# Pro-cut reel gang mower.



## Edward Marcotte (Jun 7, 2019)

Hey , 
Thanks for letting me on. I just bought a used gang mower and know nothing about them .
It's green where there's paint. It looks to be in serviceable condition, except for the tires . 
One is off the rim and one is broken in two.
I could take it down from a 7 gang to a 5 gang but I'd like to get it fully functional. 
Thanks for any information or help.


----------



## crussell (Mar 12, 2018)

Have any photos to share?


----------



## Edward Marcotte (Jun 7, 2019)

I'll try to get some up here tomorrow.. it's being delivered in the morning.

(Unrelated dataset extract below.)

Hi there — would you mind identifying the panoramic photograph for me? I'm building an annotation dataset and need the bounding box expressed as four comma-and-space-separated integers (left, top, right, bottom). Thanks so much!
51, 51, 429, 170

I did get to see it and it looks very serviceable, and totally restorable.


----------



## Edward Marcotte (Jun 7, 2019)

If


----------



## Edward Marcotte (Jun 7, 2019)

So.. it does work , but it needs tires . Any ideas?


----------



## Reelsharpcarolina21 (Apr 14, 2019)

Hey can you take a couple pictures of the wheels having issues?


----------



## Edward Marcotte (Jun 7, 2019)




----------



## Edward Marcotte (Jun 7, 2019)

I'll try to get better pics Saturday. I have two more reels to add on but tires are cracking. 
Does anyone know who made this mower?


----------



## smurg (May 30, 2018)

A quick google says Pro Mow makes similiar gang reels. That would be your best bet.

Looks like northern tool carries the assemblies, but I'd contact the company themselves for spare parts: http://www.promow.com/parts.aspx


----------



## neoteric (7 mo ago)

I know this is an old thread, But did you ever find tires for it? I have one that is in great shape, but the tires. If anyone is still on here and can help it would be appreciated.


----------